I was hanging deep beneath the water.

I looked down, and the blue world below me receded
into darkness. I looked up and the world above me did the same. Nothing was
pulling me down deeper, nothing was forcing me toward the surface.

I turned my head, a little, to look at her, because
she was still holding my hand, she had never let go of my hand, and I saw Lettie
Hempstock.

At first, I do not think I knew what I was looking
at. I could make no sense of it.
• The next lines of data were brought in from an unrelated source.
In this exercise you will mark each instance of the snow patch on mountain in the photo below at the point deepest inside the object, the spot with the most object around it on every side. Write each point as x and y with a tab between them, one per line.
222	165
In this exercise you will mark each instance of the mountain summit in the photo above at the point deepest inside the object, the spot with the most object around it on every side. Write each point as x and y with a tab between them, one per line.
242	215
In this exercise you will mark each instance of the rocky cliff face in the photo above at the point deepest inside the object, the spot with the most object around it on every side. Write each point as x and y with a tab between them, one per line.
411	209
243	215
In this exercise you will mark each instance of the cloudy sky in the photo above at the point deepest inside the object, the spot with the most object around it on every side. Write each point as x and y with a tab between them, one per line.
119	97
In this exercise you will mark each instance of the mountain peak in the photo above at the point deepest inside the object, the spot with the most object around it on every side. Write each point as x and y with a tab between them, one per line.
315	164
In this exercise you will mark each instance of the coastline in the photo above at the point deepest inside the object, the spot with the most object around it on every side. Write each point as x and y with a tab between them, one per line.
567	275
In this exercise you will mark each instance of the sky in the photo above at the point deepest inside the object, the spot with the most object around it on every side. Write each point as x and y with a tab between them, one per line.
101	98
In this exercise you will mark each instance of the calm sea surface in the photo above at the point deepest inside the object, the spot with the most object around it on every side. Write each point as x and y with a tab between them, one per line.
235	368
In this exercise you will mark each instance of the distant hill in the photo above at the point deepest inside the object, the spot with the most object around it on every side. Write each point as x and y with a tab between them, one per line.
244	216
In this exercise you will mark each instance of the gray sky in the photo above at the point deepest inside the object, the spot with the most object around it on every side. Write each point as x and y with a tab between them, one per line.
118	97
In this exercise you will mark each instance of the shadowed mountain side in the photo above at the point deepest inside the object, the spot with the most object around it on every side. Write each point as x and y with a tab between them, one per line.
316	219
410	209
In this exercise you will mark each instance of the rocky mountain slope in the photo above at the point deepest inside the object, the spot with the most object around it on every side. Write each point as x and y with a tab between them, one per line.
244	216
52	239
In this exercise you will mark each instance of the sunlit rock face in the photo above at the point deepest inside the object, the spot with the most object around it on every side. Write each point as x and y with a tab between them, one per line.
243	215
Where Ursula Monkton had been made of gray
cloth that flapped and snapped and gusted in the storm-winds, Lettie Hempstock
was made of silken sheets the color of ice, filled with tiny flickering candle
flames, a hundred hundred candle flames.

Could there be candle flames burning under the
water? There could. I knew that, when I was in the ocean, and I even knew how. I
understood it just as I understood Dark Matter, the material of the universe
that makes up everything that must be there but we cannot find. I found myself
thinking of an ocean running beneath the whole universe, like the dark seawater
that laps beneath the wooden boards of an old pier: an ocean that stretches from
forever to forever and is still small enough to fit inside a bucket, if you have
Old Mrs. Hempstock to help you get it in there, and you ask nicely.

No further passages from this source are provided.